アメリカの私立中学・高校には、寮制(通学生も在籍している)と通学制のみの2種類の学校がありますが、留学生の多くは寮制学校(Boarding School)に入学します。クラスの人数は10~15人程度で、教員が生活面もサポートします。スポーツ、演劇、音楽、ボランティアなどを必須にしている学校も多いです。私立校の中には、英語力が不足している生徒を対象とした英語研修(ESL=English as a Second Language)コースを提供している学校があります。夏休み中または学校到着後にテストを受け、英語力に合ったESLコースを受講します。初級~上級レベルのコースを用意している学校と、中級または上級以上のみの学校があるため、出願時に英語力を証明する試験のスコアを提出します。英語力に応じて受講時間が決定されますが、初級レベルでも数学や体育、芸術のクラスは現地生徒と一緒に授業を受けます。上級になると、ESL以外はアメリカの生徒と同じクラスを取ります。
留学の途中でアメリカの学校を中退することになった場合、日本の学校への復学は困難です。そのため、日本の学校を「休学扱い」にして留学し、アメリカでの学校生活に確信が得られた段階で、日本の学校を中退するというパターンもあります。
1年間未満の留学
在籍している日本の学校を1年間休学し、アメリカの私立校へ留学して帰国し、日本の学校を卒業するケースです。アメリカの私立中学・高校での学校生活を経験することができます。留学中にアメリカの学校で取得した単位は、学校長の判断で36単位を限度に日本の学校で認められます。アメリカの学校と提携している日本の学校もあり、学校のプログラムで留学できる場合もあるため、在籍校に確認してみてください。1年間の留学後に日本の学校を退学し、アメリカの学校で留学を続けることも可能です。ただし、留学中の成績や生活態度によっては進級できない場合もあります。
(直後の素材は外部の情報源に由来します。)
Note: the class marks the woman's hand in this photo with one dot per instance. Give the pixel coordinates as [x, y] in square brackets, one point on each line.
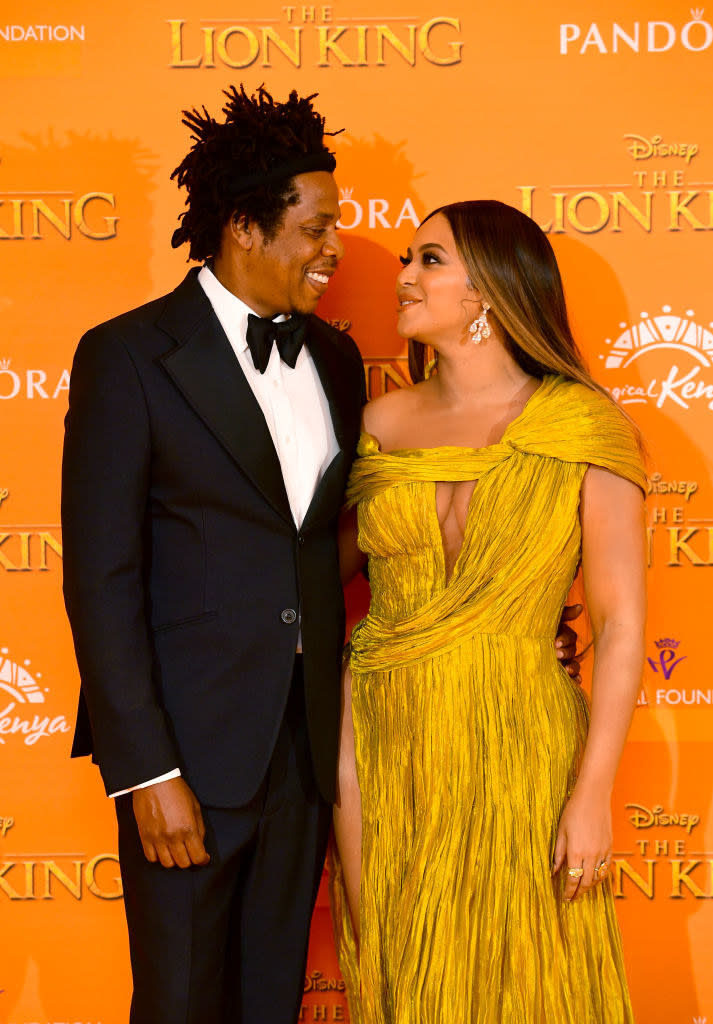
[584, 842]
また、私立校の多くは7月上旬に2~6週間のサマースクールを実施しています。サマースクールでは、ESLやスポーツ、リーダーシップ、芸術などのプログラムが組まれています。英語力が足りない生徒はESLを選ぶ場合が多く、午前中はESLの授業を受け、午後はスポーツやアクティビティに参加し、週末には遠足も実施されます。アメリカ人や英語力がある留学生と、スポーツや寮生活を通して異文化交流をする機会もあります。
1年間の公立高校への留学
1年間の留学であれば、アメリカの公立高校に留学できる高校生の交換留学プログラムもあります。私立校に留学する場合と異なり、交換留学は入学する学校の選択はできません。参加する生徒はボランティア家庭に家族の一員として滞在し、公立高校に1学年間(約9か月)通学します。生徒は日本とアメリカを結ぶ親善大使として、学校での勉強、クラブ活動や友だちとの交流、ホストファミリーとのコミュニケーションなど、積極的に行動することが要求されます。履修科目は現地生徒と同じ必修科目をとる必要はなく、自分の英語力や興味、将来の目標などに合わせて選択して勉強できます。ホームステイ先ではホストファミリーとコミュニケーションをとる時間をつくり、その家族の一員になるよう努力することが大切です。交換留学中にアメリカの学校で取得した単位は、学校長の判断で36単位を限度に日本の学校で認められます。交換留学プログラムの手続きは、専門のサポート団体等に依頼する必要があります。